The Fox and the Crow Creates a Decadent Cheese Board

Local cheese mongers Tina and Alan Mooney, owners of the Fox and the Crow, are celebrating four years in business this month. With an expansion already under their belt, this husband and wife duo has an abundance of knowledge to share with the foodie community of Fort Collins. The Fox and the Crow is a full-service bistro and cheese shop specializing in impeccably curated platters for all occasions. The bistro also offers classes and tastings in a relaxed environment.

The Fox and the Crow has the most concentrated number of certified cheese professionals in the state of Colorado, making it the perfect stop for your holiday planning. The Mooneys and their staff are ready and available to answer any questions you may have and can’t wait to pair you with the perfect cheese or create a platter for you with just 24 hours’ notice.

Creating the Perfect Cheese Platter

1. Know your crowd. If your guests are adventurous,world-traveling tastemakers, Tina recommends a platter with bold cheeses. If you’re looking to play it safe, go with crowd-pleasing options instead. 

2. Selecting balanced cheeses. Create a balanced platter both in taste and shape as well as cheeses with different serving styles. Tina recommends using soft, hard and semi-soft cheeses cubed, sliced and crumbled. 

3. Texture. Cheeses are capable of many different serving styles. Focusing on texture allows for a wide range of experiences for your guests. Crumbling a soft or semi-soft cheese, slicing a cheese round horizontally or stacking triangles vertically around your fruit selection provides a different feel for each option. Tina also recommends a ratio of 60 percent cheese to 40 percent accompaniments. 

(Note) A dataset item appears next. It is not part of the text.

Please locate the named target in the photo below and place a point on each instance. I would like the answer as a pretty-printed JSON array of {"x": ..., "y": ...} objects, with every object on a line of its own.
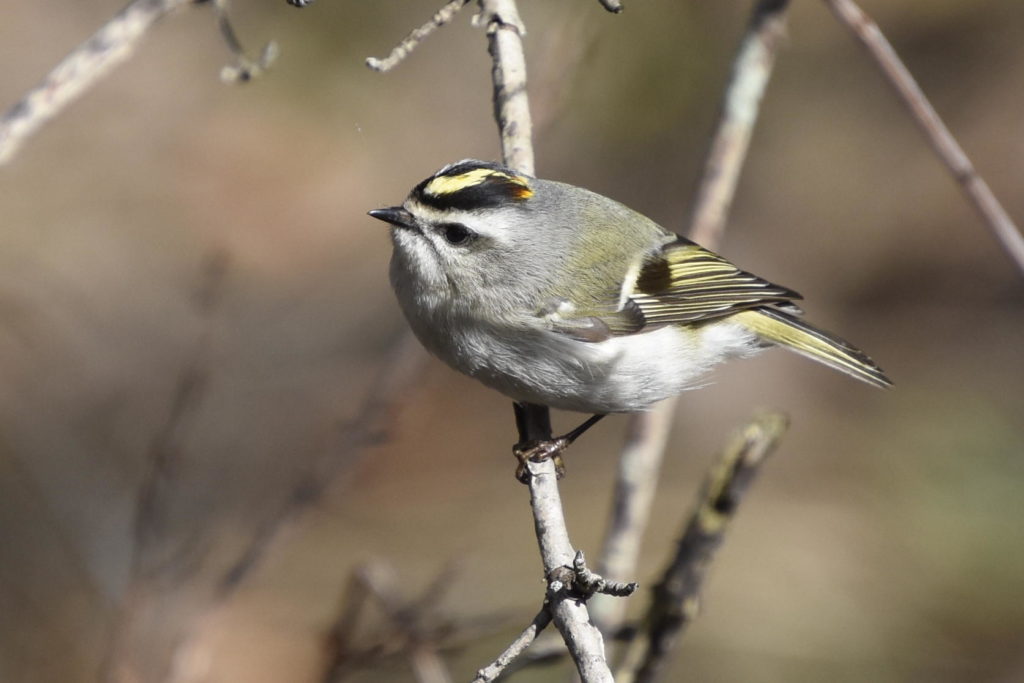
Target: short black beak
[{"x": 394, "y": 215}]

4. Pairings. Often, a client will order a premade platter from the Fox and the Crow with a list of wines and other foods they are serving alongside the cheese plate. Tina works hard to make sure each item on her platters fits with the client’s specifications. When building your own platter, Tina recommends coming into the shop and having the certified cheese professionals assist you with your selection. Knowing your wine list ahead of time will help them select the best fit.

5. Pops of color. With cheeses being a mixture of lighter, more muted colors of whites, tans and yellows, Tina recommends all the other items on your platter be full of color. Tina recommends seasonal fruits both fresh and dried as well as meats, chutneys, jams and mustards. Don’t forget to garnish with aromatic herbs like rosemary and thyme and fresh-cut flowers. 

The Recipe


2 ounces per person (only item served); 1 ounce per person (multiple items served)

  • Excellence Triple Cream French cow’s milk cheese, sliced horizontal rounds
  • Schnebelhorn Swiss Alpine raw cow’s milk cheese, sliced in triangles
  • Ubriaco al Prosecco “Drunken” Tomme (aged) Italian cow’s milk cheese, crumbled


 Two half-pound options serves 5-10 people

  • Soppressata, folded into a rosette or in thirds for easy pickup
  • Prosciutto di Parma, folded into rosettes


In season, fresh and dried

  • Grapes, raspberries, apricots and figs


Mustards, chutneys, nuts and pickled vegetables

  • Seeded mustard
  • Peach-mango chutney
  • Sliced baguettes and crackers (The Fox and the Crow makes bread and crackers in-house daily!)